In Garmon, the Supreme Court articulated the general rule regarding the scope of the NLRB’s primary jurisdiction:

When an activity is arguably subject to § 7 or § 8 of the [National Labor Relations] Act, the States as well as the federal courts must defer to the exclusive competence of the National Labor Relations Board....

Id. at 245, 79 S.Ct. at 779. Fraudulently inducing a union to enter into a CBA is “arguably” an unfair labor practice subject to the primary jurisdiction of the NLRB. Rozay’s Transfer v. Local Freight Drivers, Local 208, 850 F.2d 1321, 1325-26 (9th Cir.1988), cert. denied, 490 U.S. 1030, 109 S.Ct. 1768, 104 L.Ed.2d 203 (1989).

Not all unfair labor practices are swept into the NLRB under Garmon, however. Claims brought under Section 301(a) of the LMRA may be heard in federal court even if they allege conduct that is arguably an unfair labor practice. William E. Arnold Co. v. Carpenters Dist. Council of Jacksonville and [774]*774Vicinity, 417 U.S. 12, 15-18, 94 S.Ct. 2069, 2071-73, 40 L.Ed.2d 620 (1974); Smith v. Evening News Ass’n, 371 U.S. 195, 197, 83 S.Ct. 267, 268, 9 L.Ed.2d 246 (1962). Thus, if the Union’s claim is within the scope of Section 301(a), the District Court had jurisdiction to hear it.
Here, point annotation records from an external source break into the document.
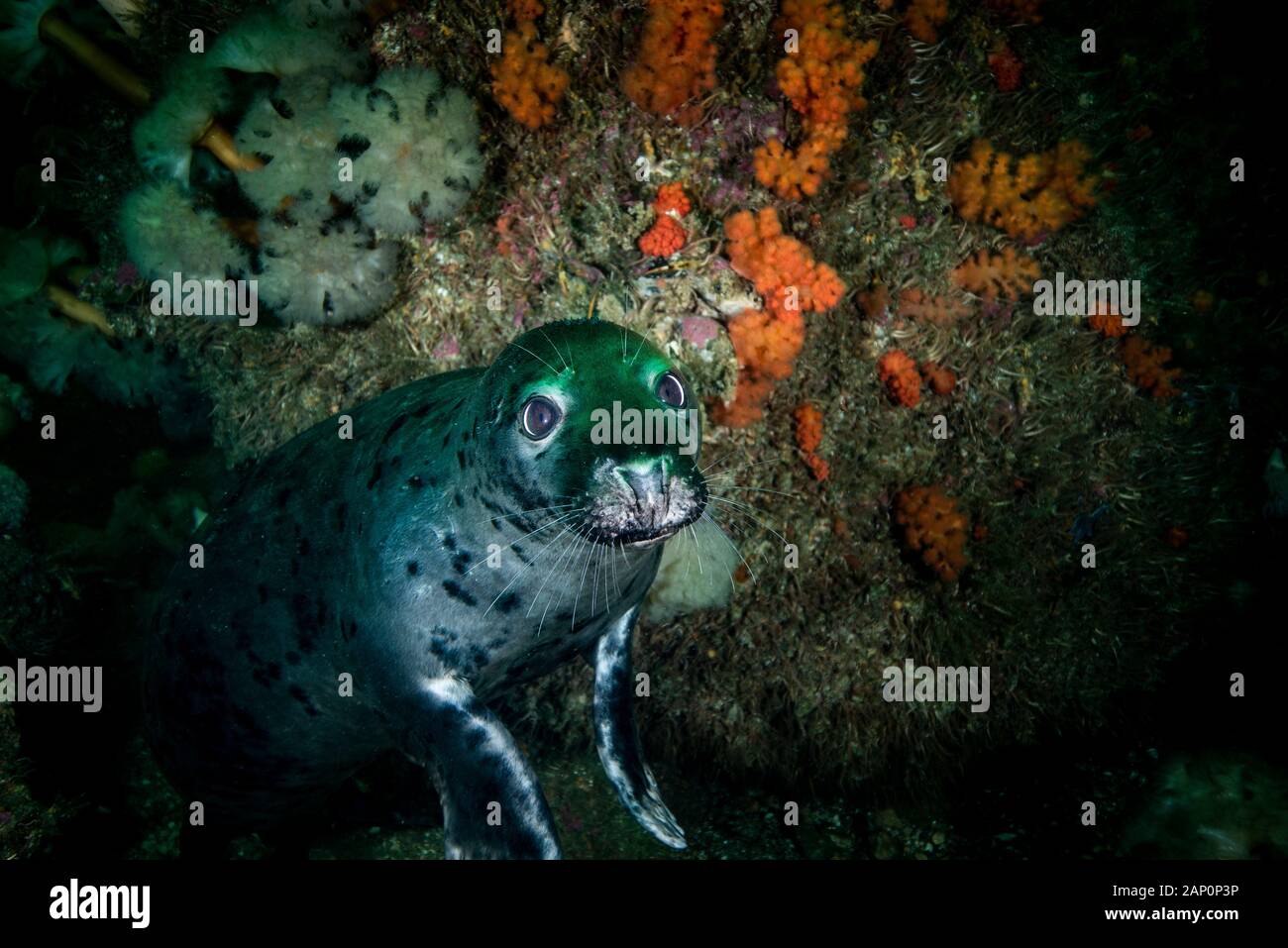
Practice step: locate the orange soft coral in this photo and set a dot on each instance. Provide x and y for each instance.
(1009, 274)
(900, 373)
(782, 268)
(671, 200)
(791, 281)
(923, 16)
(809, 437)
(938, 311)
(1017, 11)
(820, 76)
(940, 380)
(526, 9)
(665, 237)
(1107, 324)
(677, 59)
(523, 81)
(932, 527)
(1146, 366)
(1028, 197)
In Rozay’s, an employer brought suit against Teamster’s Local 208 alleging that it had been induced by Local 208’s fraud to execute a CBA. The employer sought rescission and indemnification for its losses.2 850 F.2d at 1323. Its complaint alleged jurisdiction under Section 301(a) of the LMRA. We rejected the contention that the NLRB had exclusive jurisdiction over the dispute. Id. at 1326. We acknowledged that Local 208’s conduct was arguably an unfair labor practice, but stated that Section 301(a) of the LMRA “carves out a broad exception to the NLRB’s primary jurisdiction for claims arising out of collective bargaining agreements, whether or not such claims would also be an unfair labor practice....” Id.